Open the heavens, Holy Spirit,                            

for us to see Jesus interceding for us;                            

may we be strengthened to share his baptism,                            

strengthened to share his cup,                            

and ready to serve him forever. (NZPB p. 562) 

 Readings            

 Isaiah 43:1-7

Psalm 29

Acts 8:14-17                          

Luke 3:15-22
There are many things to be said about baptism. One of them is the simple observation that in baptism, in the words of the prophet Isaiah, God says to the baptised, 'Do not fear, for I have redeemed you; I have called you by name, you are mine' (43:1). Baptism joins us to God and God to us: each baptised individual is known to God and belongs to God.

All this, we might continue to read in the Isaiah passage, is the working out of God's universal vision for the increase of God's family. The depth of God's love is measured by its broad inclusiveness and its particularity: each individual is known to God by name. All this, 43:7 declares, is for the glory of God who says that we have been 'created for my glory.'
Jesus' own experience of baptism involves God voicing his approval, love and affirmation of Jesus as 'my Son, the Beloved' (Luke 3:22).

Obviously this is a special moment in the unfolding story of Jesus, both affirming Jesus in his relationship to God and confirming Jesus's relationship with God to those witnessing the baptism. But we should not neglect that the baptism of Jesus is also a model of our baptism in which God affirms us as his sons and daughters, as beloved ones who belong to God.
From this perspective, the voice of God declaring love for God's family is a powerful, transformative voice. We change people's lives when we tell them we love them (or, sadly, change lives in the opposite direction when we tell people we hate them). How much more powerful is the voice of God declaring God's love. Psalm 29 celebrates the mighty power of the voice of God.
Another of the many things to be said about baptism is that Christian baptism involves both water and the Holy Spirit. John prophesies of Jesus that he will baptise with the Holy Spirit and fire (Luke 3:16). The baptism itself of Jesus includes the coming of the Holy Spirit upon him (3:22). In Acts 8:4-17 a point being made is that full Christian baptism is baptism with water and the Holy Spirit - the latter was missing and Peter and John pray for the lack to be made up by laying hands on disciples in Samaria.
Christian baptism is not the splashing of water alone but the outward rite of washing with water and the inner filling of the baptised person with the Holy Spirit. That the Holy Spirit coming into our lives necessarily means God making us holy means, in turn, that John's prophecy referring to 'fire' alongside the Holy Spirit is effectively an underlining of the work which Holy Spirit does in our lives. The fire of the Holy Spirit is the Holy Spirit burning away all that is not holy.
The next verse in Luke after today's reading says that 'Jesus was about thirty years old when he began his work' (3:23). Baptism inaugurates the ministry or service of Jesus. It has both set him apart for serving God and empowered him for that work.

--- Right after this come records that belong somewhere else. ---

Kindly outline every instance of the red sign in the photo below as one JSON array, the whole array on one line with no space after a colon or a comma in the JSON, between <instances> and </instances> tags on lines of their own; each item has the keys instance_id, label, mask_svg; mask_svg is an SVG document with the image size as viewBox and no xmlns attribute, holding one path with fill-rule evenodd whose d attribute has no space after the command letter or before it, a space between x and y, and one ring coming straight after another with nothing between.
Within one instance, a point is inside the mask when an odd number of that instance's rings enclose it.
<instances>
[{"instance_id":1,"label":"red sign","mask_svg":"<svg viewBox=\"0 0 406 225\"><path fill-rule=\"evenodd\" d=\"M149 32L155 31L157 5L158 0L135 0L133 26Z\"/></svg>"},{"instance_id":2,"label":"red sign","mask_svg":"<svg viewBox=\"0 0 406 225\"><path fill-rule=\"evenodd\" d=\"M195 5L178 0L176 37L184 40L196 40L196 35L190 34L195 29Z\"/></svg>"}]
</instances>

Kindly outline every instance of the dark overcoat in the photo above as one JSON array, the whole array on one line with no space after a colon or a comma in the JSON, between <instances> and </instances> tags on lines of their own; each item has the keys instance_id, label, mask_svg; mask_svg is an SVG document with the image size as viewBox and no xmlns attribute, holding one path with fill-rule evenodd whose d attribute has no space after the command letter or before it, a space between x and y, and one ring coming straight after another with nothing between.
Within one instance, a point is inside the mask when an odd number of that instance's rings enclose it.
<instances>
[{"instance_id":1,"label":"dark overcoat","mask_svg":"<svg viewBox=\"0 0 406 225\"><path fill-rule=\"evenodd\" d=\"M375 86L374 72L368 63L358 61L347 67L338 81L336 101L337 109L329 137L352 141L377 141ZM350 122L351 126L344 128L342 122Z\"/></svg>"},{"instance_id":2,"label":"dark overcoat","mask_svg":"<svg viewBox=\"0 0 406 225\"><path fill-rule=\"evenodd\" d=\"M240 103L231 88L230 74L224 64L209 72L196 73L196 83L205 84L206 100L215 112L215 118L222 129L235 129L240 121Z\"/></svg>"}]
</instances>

Similarly for each of us who are baptised. But there is one difference between Jesus and us: we never hear of Jesus being refilled with the Holy Spirit. By contrast St Paul urges us to be filled (i.e. continually filled) with the Holy Spirit (Ephesians 5:8). Today as we celebrate the baptism of Jesus, do we need a new filling of the Holy Spirit to empower us for our work for God?

• • • •
Postscript: our reading in Acts raises a tough question, sometimes coming up for debate in our day, Is the formula for baptism sufficient if the baptism is 'in the name of Jesus' only, or is sufficiency only when the baptism is 'in the name of the Father, Son and Holy Spirit'? 
Deliberately, causa brevitatis, I avoid this question here!

• The Rev Dr Peter Carrell is Director of Theology House in Christchurch.